Семигоров сдержал слово и посещал Ладогиных ежели не каждый день, то очень часто. Молодые люди сблизились. Николай Михайлыч разъяснил Ольге значение реформ последнего времени, подробно рассказал историю и современное положение высшего женского образования
*и мало-помалу действительно подчинил ее себе. По временам они вступали на почву высших общечеловеческих интересов, спорили о различных утопиях, которые излагал Семигоров, и, к удивлению, Ольга на этой почве опозналась гораздо быстрее и даже почувствовала себя тверже своего учителя. Во всяком случае, она почувствовала, что в существо ее хлынула жизнь.Она слушала, волновалась, мыслила, мечтала… Но в эти одинокие мечтания неизменно проникал образ Семигорова, как светлый луч, который пробудил ее от сна, осветил ее душу неведомыми радостями. Наконец сердце не выдержало — и увлеклось.
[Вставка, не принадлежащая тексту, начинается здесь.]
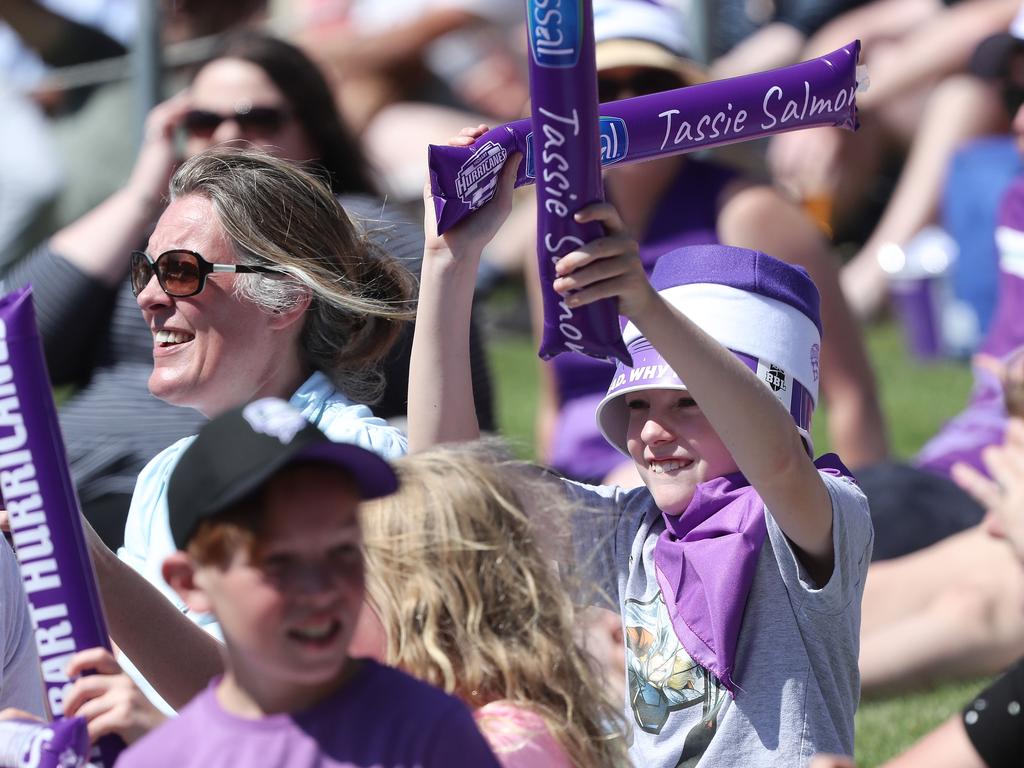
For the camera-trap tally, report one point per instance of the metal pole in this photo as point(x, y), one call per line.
point(700, 29)
point(146, 61)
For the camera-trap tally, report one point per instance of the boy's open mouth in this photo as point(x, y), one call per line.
point(320, 634)
point(170, 338)
point(662, 466)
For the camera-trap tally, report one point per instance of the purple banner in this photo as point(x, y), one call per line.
point(30, 743)
point(563, 96)
point(44, 514)
point(817, 92)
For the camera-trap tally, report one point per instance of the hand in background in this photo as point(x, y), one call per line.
point(158, 157)
point(109, 699)
point(1003, 494)
point(605, 267)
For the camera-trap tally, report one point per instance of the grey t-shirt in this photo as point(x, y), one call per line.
point(797, 676)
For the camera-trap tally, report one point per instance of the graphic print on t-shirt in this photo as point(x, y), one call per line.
point(663, 678)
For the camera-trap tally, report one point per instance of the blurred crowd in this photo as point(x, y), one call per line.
point(918, 217)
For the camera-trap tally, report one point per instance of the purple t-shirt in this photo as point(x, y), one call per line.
point(381, 719)
point(983, 422)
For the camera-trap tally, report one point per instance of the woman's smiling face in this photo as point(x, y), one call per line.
point(213, 350)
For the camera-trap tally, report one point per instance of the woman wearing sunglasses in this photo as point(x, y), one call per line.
point(256, 90)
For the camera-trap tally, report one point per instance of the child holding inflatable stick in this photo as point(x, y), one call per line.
point(738, 568)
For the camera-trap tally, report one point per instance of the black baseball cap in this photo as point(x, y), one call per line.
point(990, 58)
point(238, 452)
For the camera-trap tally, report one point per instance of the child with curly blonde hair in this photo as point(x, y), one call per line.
point(467, 600)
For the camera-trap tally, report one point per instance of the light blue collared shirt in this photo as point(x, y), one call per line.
point(147, 529)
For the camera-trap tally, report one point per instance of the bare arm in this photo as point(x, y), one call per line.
point(752, 423)
point(440, 402)
point(358, 54)
point(761, 218)
point(174, 654)
point(946, 747)
point(98, 243)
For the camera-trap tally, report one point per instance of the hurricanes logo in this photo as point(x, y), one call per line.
point(478, 176)
point(775, 378)
point(275, 418)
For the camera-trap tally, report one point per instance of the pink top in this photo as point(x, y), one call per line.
point(519, 737)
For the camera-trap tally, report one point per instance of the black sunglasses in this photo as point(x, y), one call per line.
point(641, 83)
point(180, 273)
point(253, 121)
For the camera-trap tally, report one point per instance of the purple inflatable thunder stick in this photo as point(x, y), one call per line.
point(564, 151)
point(43, 508)
point(818, 92)
point(29, 743)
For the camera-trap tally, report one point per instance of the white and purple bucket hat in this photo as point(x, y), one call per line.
point(763, 310)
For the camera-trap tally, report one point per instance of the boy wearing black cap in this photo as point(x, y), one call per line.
point(263, 509)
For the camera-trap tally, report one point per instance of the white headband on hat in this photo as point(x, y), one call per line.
point(782, 338)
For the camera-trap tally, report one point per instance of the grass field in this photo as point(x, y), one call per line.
point(916, 399)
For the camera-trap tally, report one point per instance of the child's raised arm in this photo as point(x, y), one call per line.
point(752, 423)
point(440, 392)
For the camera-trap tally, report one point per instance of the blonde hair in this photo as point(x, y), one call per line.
point(276, 214)
point(469, 602)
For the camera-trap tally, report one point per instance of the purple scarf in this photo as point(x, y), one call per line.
point(705, 561)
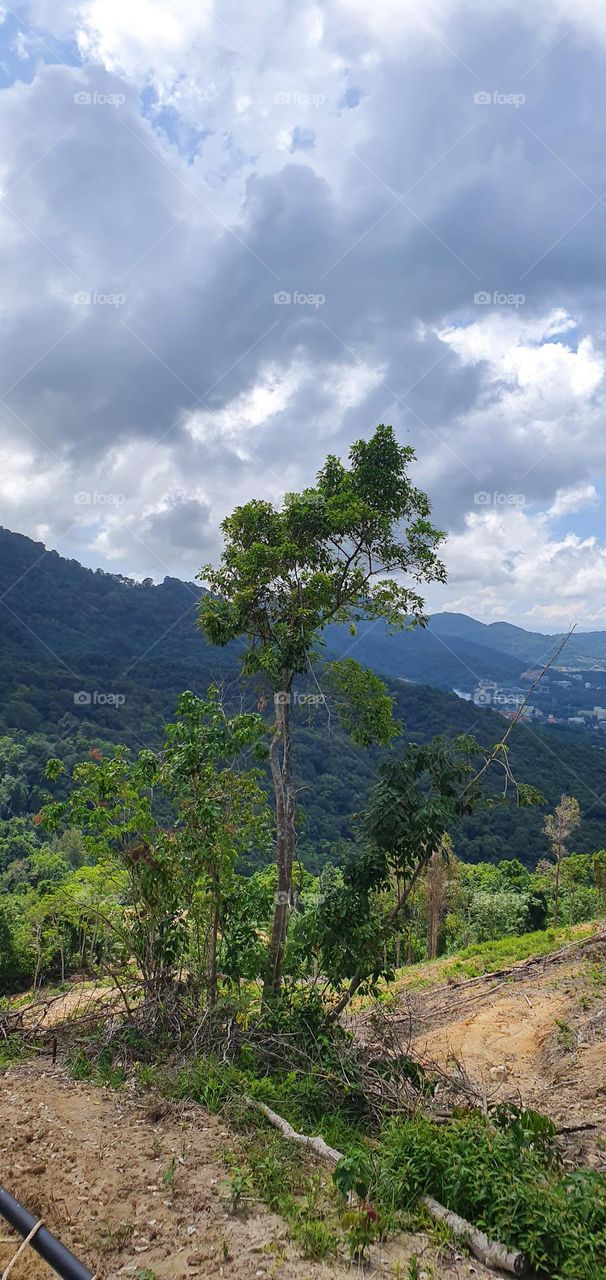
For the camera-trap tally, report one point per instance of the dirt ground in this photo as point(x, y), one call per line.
point(95, 1162)
point(92, 1164)
point(536, 1037)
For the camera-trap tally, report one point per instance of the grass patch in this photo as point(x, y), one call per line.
point(482, 958)
point(502, 1174)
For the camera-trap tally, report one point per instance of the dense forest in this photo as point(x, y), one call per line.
point(128, 649)
point(231, 832)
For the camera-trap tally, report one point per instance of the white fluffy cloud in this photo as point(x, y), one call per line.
point(194, 161)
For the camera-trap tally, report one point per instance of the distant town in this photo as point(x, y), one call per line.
point(572, 698)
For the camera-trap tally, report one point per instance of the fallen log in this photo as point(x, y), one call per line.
point(315, 1144)
point(490, 1252)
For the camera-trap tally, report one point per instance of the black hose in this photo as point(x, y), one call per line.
point(44, 1243)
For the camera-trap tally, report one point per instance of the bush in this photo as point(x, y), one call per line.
point(17, 956)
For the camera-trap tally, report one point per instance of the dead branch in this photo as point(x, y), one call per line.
point(490, 1252)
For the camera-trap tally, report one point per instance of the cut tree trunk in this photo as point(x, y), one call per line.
point(490, 1252)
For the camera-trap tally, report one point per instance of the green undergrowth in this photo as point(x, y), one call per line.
point(502, 1173)
point(484, 956)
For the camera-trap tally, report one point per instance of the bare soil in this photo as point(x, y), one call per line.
point(536, 1036)
point(94, 1162)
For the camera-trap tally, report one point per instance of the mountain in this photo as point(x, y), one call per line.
point(91, 658)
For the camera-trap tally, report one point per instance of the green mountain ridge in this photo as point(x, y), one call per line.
point(128, 649)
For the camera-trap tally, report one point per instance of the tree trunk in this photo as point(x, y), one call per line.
point(556, 891)
point(213, 942)
point(281, 762)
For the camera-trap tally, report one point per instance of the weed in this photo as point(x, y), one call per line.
point(169, 1175)
point(565, 1036)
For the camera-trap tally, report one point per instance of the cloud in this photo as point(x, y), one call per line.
point(195, 163)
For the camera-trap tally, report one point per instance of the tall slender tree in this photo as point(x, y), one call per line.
point(356, 545)
point(557, 827)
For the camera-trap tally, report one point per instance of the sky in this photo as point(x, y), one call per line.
point(235, 241)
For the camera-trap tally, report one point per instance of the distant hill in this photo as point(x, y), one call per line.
point(533, 648)
point(68, 631)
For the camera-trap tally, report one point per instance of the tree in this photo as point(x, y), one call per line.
point(436, 883)
point(327, 556)
point(557, 827)
point(598, 873)
point(410, 809)
point(221, 809)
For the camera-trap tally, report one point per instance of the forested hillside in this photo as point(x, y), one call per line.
point(128, 649)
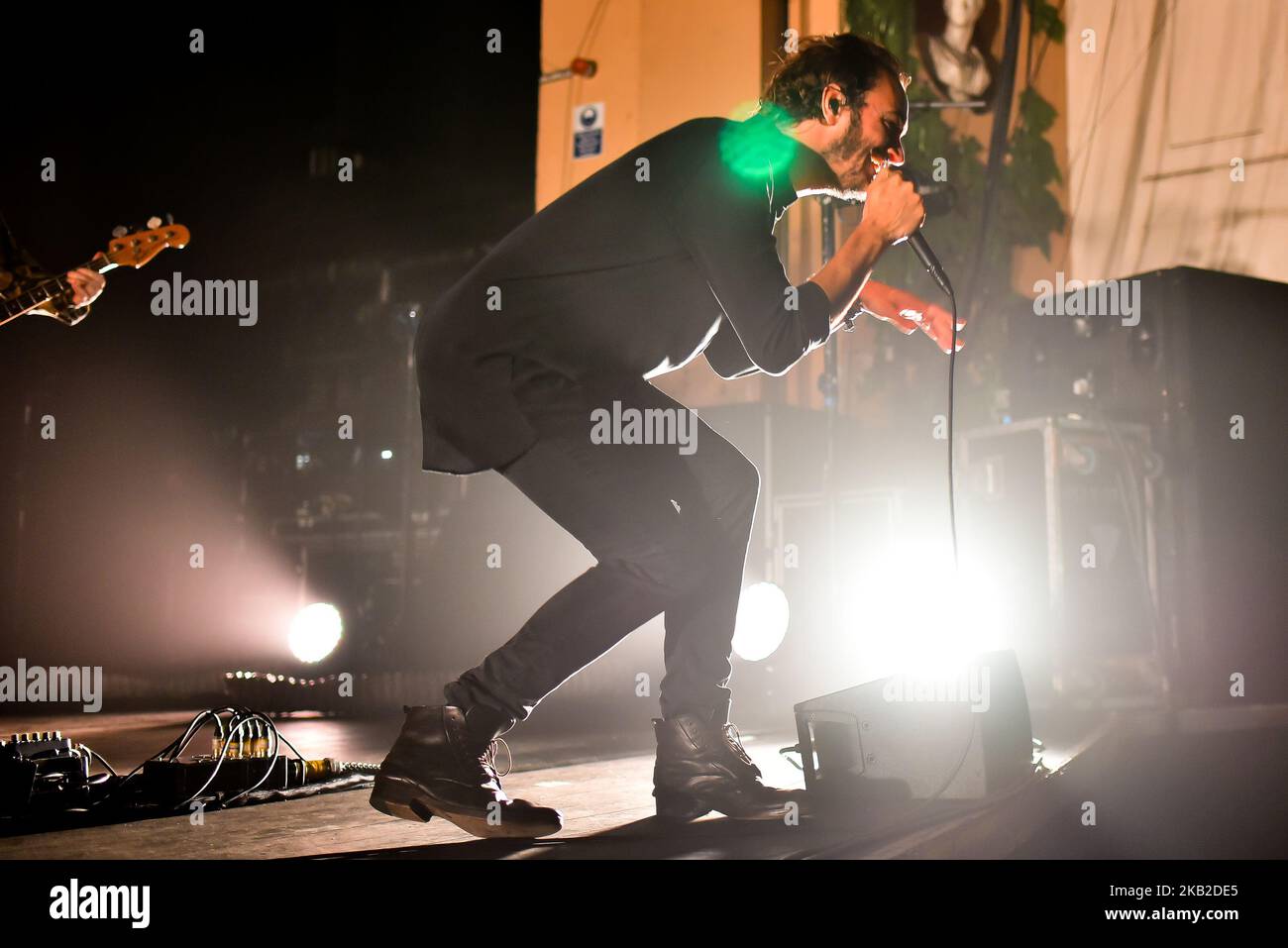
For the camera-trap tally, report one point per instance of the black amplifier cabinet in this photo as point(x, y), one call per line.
point(962, 737)
point(1205, 369)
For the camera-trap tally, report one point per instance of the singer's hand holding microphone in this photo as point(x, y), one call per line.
point(893, 207)
point(894, 210)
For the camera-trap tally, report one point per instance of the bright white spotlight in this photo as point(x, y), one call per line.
point(912, 613)
point(761, 621)
point(314, 631)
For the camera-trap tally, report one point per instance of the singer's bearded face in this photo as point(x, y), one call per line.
point(868, 137)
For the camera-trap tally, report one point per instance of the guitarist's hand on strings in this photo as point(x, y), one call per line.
point(86, 285)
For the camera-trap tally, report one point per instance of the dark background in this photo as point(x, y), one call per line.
point(180, 429)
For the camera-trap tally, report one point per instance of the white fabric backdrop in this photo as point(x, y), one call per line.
point(1173, 91)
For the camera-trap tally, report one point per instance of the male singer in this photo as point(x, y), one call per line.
point(664, 254)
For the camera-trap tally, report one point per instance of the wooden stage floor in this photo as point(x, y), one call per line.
point(603, 791)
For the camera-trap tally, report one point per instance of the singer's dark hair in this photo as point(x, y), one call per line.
point(850, 60)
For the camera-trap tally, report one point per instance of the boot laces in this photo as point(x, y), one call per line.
point(734, 740)
point(488, 758)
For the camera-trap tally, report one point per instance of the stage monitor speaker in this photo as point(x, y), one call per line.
point(919, 737)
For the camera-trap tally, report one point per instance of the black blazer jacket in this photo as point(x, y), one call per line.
point(661, 256)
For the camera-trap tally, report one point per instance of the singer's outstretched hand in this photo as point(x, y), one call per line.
point(910, 313)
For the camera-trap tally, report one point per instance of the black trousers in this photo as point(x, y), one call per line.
point(669, 530)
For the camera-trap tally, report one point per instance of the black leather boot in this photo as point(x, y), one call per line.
point(443, 764)
point(702, 767)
Она даже забыла о своей непривлекательной внешности и безотчетно, бездумно пошла навстречу охватившему ее чувству.
Заметил ли Семигоров зарождавшуюся страсть — она не отдавала себе в этом отчета. Во всяком случае, он относился к ней сочувственно и дружески тепло. Он крепко сжимал ее руки при свидании и расставании и по временам даже с нежным участием глядел ей в глаза. Отчего было не предположить, что и в его сердце запала искра того самого чувства, которое переполняло ее?
Однажды, — это было перед самым отъездом Семигорова в Петербург, — они сидели в парке и особенно дружески разговорились. Речь шла о положении женщины в русском обществе. Сначала она приводила примеры из крестьянской жизни, но наконец не выдержала и указала на свою собственную судьбу. С горечью, почти с испугом жаловалась она на одиночество, вынужденную праздность, на неудавшуюся, погибшую жизнь. Каким образом эта жизнь так сложилась, что кругом ничего, кроме мрака, нет? неужели у судьбы есть жребии, которые она раздает по произволу, с завязанными глазами? И для чего эти жребии? Для чего одних одарять, других отметать? для чего нужна, каким целям может удовлетворять эта бессмысленная игра? Хоть бы в будущем был просвет — можно было терпеть и ждать. А в ее жизни царствует полная бессрочность. Она так же томится, как и прикованный к креслу больной отец, который, вставая утром, ждет, скоро ли придет ночь, а ложась спать, ворочается на постели и ждет, скоро ли наступит утро. Так ведь у него уж и сил для жизни нет, он естественным процессам подчинился, тогда как она здорова, сильна, а ее преследует та же нравственная немочь, та же оброшенность.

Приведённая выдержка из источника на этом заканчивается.